This package started as a fork of the standard golang package "encoding/json", with some custom fixes, as follows:
- The principal focus of this work has been performance improvements, including:
- avoiding state changes at every byte (for instance when skipping blanks or going through literals or strings).
- The Unmarshal() code by default unmarshals integers into int64 values, rather than float64.
- The scanner code includes a Validate() method, taken from the github.com/dustin/gojson repository.
It then had a partial implementation of jsonpointer added to it, based on work found in github.com/dustin/go-jsonpointer, augmented as follows:
- this too optimized for performance as described above.
These improvements proved insufficient to address the N1QL language json scanning necessities, so while the whole package has been lelft for backwards compatibility, the following has been implemented.
-
Fast json field and array element scanning routines
- FindKey(), which finds an object field in a single pass
- (* KeyState).FindKey(), which does the same, but saving a state. This allows to cache fields alredy found, and restarting the scan from whence it left
- FindIndex(), which finds an array element in a single pass
- (* IndexState).FindIndex(), which does the same, but saving a state. This allows to cache elements alredy found, and restarting the scan from whence it left
- (* ScanState).ScanKeys(), which scans an object in a single pass, using a state. Each call returns the next field
- (* ScanState).NextValue(), which returns a []byte representation of the value associated with the last field
- (* ScanState).NextUnmarshaledValue(), which does the same, but unmarshals the value, again in a single pass.
-
A simple Unmarshal routine (aptly names SimpleUnmarshal()) which unmarshals in a single pass a document into an interface{}, bypassing the UnmarshalJSON() and Reflect machinery: this is useful to quickly unmarshal a document when no specific structure is expected.

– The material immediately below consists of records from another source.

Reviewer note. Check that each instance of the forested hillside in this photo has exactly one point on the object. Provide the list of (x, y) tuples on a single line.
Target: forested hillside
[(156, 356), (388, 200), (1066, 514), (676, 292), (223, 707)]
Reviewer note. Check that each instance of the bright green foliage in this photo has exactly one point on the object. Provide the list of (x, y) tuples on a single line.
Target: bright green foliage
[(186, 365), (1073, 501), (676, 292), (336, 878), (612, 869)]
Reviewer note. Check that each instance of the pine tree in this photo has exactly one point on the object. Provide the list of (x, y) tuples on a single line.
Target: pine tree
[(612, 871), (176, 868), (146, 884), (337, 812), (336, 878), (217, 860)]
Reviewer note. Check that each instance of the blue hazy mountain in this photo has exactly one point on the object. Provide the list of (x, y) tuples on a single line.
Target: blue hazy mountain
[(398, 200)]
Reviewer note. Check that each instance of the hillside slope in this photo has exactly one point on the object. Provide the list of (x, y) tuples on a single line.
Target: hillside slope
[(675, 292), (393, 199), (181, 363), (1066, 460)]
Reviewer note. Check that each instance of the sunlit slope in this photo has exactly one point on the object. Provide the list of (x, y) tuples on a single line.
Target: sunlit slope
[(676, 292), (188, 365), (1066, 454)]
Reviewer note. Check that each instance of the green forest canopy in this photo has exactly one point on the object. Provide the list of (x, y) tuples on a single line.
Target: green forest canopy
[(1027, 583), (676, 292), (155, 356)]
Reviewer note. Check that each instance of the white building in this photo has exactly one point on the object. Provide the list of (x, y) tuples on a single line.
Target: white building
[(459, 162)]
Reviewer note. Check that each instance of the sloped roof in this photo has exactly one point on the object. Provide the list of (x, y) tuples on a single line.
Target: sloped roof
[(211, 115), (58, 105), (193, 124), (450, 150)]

The improved jsonpointer yields a 33% throughput improvement over the original code:
BenchmarkAll-12 49492 24272 ns/op
vs
BenchmarkAll-12 75120 16043 ns/op
The FindKey methods add a further 30% on stateless scans, while stateful scans are orders of magnitude faster on scan reuse, and 75% faster on a single scan:
BenchmarkFindKey-12 113839 10452 ns/op
BenchmarkStateFindKey-12 5484799 191 ns/op
BenchmarkStateFindKeyRepeat-12 284469 4388 ns/op
The simple unmarshaler yields a 15% throughput improvement for small jsons, and 25% for large:
BenchmarkAnonymousUnmarshal-12 40 28648282 ns/op 67.73 MB/s
BenchmarkAnonymousUnmarshalBig-12 19 58053591 ns/op 34.36 MB/s
vs
BenchmarkSimpleUnmarshal-12 44 24966516 ns/op 77.72 MB/s
BenchmarkSimpleUnmarshalBig-12 25 46440744 ns/op 42.95 MB/s
Traversing an object with ScanKeys() and NextUnmarshaledValue() offers a similar improvement over the simplest combination of decoder.Token(), More() and Decode() (not to mention that the code is much more readable):
BenchmarkDecodeMoreCode-12 38 31210210 ns/op 62.17 MB/s
BenchmarkDecodeMoreBig-12 18 61598047 ns/op 32.38 MB/s
vs
BenchmarkScanKeysCode-12 44 24927408 ns/op 77.84 MB/s
BenchmarkScanKeysBig-12 25 46518892 ns/op 42.87 MB/s